Hier zien we hoe de Bijbel en de Koran ieder een eigen onverenigbare weg gaan.
Bijbel: Abraham –> Isaäk –> Jakob –> Juda -> Christus
Koran: Abraham –> Ismaël –> Mohammed.
De broederstrijd tussen en Isaäk en Ismaël heeft dus sinds de opkomst van de islam in de zesde eeuw een religieus karakter gekregen. Het klinkt wel heel mooi te zeggen dat Jodendom, christendom en islam gezamenlijk teruggaan tot Abraham. Maar bedenk wel dat de islam zichzelf als erfgenaam van alle Abrahamitische zegeningen beschouwt en tevens stellig beweert dat God geen Zoon heeft. En ook dat is onverenigbaar met de Bijbelse waarheid omtrent het Zoonschap van Christus. Over die ontkenning schrijft Johannes: ‘Wie is de leugenaar anders dan hij die loochent dat Jezus de Christus is? Dat is de antichrist, die de Vader en de Zoon loochent.’
Sjiitische moslims verwachten dan ook niet de komst van Christus als de Zoon en Erfgenaam, Die volgens Psalm 2 alle volken tot Zijn bezit krijgt toegewezen, maar de Mahdi, de Twaalfde Imam die de wereld onder heerschappij van de islam zal brengen.
De sluier vernietigd
Zal er dan nooit een einde komen aan deze broederstrijd? Laten we nog eens terugkeren naar de Bijbelse geschiedschrijving. Het lijkt wel of Ismaël na Genesis 21 niet meer op het toneel terugkeert, totdat we lezen in Genesis 25: ‘Abraham gaf alles wat hij had aan Isaäk, maar aan de zonen van de bijvrouwen die Abraham had, gaf Abraham geschenken. Hij stuurde hen, toen hij nog leefde, bij zijn zoon Isaäk vandaan in oostelijke richting, naar het Oosterland(!)’ (vers 5-6).

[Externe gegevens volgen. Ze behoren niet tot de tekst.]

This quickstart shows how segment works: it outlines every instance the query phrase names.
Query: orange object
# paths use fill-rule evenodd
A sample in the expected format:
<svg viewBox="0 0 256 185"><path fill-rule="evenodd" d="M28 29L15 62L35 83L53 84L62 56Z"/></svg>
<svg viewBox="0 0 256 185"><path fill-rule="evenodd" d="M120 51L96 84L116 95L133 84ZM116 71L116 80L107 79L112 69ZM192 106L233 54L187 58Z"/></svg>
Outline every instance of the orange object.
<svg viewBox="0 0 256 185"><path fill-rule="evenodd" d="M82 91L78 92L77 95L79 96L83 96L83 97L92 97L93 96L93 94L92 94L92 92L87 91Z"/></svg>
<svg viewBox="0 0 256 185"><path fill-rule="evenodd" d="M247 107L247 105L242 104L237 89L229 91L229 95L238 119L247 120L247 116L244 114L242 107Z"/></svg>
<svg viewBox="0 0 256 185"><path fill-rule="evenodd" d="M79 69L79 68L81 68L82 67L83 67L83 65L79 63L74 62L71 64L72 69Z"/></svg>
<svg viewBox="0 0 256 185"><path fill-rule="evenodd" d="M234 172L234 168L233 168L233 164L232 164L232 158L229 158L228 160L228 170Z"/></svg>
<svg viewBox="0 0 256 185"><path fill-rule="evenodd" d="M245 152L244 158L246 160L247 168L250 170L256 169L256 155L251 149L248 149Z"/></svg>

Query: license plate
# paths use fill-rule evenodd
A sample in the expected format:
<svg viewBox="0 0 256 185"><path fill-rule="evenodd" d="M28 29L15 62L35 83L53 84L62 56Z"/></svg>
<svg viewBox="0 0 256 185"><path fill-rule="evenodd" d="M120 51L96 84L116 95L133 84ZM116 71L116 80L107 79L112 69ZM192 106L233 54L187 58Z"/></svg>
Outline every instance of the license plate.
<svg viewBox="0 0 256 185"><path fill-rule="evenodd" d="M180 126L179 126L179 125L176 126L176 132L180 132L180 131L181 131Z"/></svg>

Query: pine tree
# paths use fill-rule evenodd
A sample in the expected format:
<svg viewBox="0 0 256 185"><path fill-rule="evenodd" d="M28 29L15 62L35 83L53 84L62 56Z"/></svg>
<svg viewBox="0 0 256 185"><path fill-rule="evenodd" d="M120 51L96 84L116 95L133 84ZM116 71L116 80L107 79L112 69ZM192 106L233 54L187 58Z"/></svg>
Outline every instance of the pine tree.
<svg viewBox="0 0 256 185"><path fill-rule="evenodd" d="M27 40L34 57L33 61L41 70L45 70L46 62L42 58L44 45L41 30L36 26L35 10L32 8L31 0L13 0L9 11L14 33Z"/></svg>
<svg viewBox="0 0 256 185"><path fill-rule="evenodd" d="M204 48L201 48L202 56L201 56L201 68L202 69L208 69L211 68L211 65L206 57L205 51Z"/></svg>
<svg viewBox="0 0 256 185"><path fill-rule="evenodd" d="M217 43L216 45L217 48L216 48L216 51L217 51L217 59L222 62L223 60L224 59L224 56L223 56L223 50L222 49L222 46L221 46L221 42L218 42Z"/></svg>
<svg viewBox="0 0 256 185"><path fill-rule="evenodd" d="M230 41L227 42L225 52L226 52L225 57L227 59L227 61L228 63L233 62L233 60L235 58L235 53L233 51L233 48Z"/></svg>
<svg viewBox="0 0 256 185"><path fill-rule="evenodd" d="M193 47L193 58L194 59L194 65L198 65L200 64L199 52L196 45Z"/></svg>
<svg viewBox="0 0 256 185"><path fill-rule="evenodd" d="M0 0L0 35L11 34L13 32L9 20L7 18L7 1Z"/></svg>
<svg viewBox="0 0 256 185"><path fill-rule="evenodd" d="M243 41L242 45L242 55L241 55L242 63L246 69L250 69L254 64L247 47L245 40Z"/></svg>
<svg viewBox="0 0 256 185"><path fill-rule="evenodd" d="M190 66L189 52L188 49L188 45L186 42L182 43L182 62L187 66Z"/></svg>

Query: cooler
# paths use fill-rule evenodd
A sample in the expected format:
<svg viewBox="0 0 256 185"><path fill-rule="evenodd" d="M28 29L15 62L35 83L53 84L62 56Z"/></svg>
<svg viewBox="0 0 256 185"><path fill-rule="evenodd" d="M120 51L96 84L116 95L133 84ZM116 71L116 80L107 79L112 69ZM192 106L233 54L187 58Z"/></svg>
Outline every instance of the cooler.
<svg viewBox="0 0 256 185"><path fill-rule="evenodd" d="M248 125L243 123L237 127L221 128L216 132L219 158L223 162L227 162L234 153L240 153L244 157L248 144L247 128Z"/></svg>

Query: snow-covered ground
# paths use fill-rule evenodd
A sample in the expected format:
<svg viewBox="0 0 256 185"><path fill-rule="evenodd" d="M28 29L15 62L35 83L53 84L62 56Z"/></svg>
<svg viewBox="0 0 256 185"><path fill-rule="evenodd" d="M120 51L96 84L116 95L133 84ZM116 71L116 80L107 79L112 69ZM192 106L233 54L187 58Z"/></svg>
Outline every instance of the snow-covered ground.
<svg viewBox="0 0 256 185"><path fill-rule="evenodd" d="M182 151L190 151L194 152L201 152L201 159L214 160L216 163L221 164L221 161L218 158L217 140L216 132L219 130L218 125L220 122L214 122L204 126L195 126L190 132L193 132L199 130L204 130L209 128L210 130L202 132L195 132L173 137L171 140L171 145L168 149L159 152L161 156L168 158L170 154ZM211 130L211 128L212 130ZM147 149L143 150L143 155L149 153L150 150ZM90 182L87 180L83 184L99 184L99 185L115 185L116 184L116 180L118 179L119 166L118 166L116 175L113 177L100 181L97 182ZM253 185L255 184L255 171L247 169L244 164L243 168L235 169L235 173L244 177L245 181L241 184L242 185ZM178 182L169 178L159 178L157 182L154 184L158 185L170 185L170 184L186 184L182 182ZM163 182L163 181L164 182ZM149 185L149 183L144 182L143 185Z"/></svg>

Zie hier opnieuw de bevestiging van Isaäks erfgenaamschap. Maar dan ontmoetten de beide broers elkaar weer voor het eerst aan het graf van hun vader Abraham: ‘Toen gaf Abraham de geest en stierf in goede ouderdom, oud en van het leven verzadigd, en hij werd met zijn voorgeslacht verenigd. Isaäk en Ismaël, zijn zonen, begroeven hem in de grot van Machpela1, die tegenover Mamre ligt, op de akker van Efron, de zoon van Zohar, de Hethiet’ (Genesis 25:8-9).
Wonderlijk hoe de dood van Abraham de broers (hier beide als zonen van Abraham aangeduid) weer bijeenbrengt. Misschien dat we hierin een heenwijzing mogen zien naar de dood van de Zoon van Abraham (Matteüs 1:1), Die de basis is voor de toekomstige verzoening tussen deze broedervolken en de volle vervulling van Gods beloften aan hen.
Als we voorts bedenken dat ‘de sluier’ een van de meest opvallende kenmerken van het islamitische straatbeeld vormt, is het dan niet wonderlijk om in de profetie van Jesaja 25 te lezen: ‘En Hij zal op deze berg verslinden de sluier waarmee het gezicht van alle volken omsluierd is, en de bedekking waarmee alle naties bedekt zijn’ (vers 7)? Wat een dag zal dat zijn!
Ton Stier
1 Machpela is de plaats die Abraham kocht om Sara in te begraven, en waar later ook Abraham, Isaäk, Rebekka, Lea en Jakob werden begraven (Genesis 49:29-31).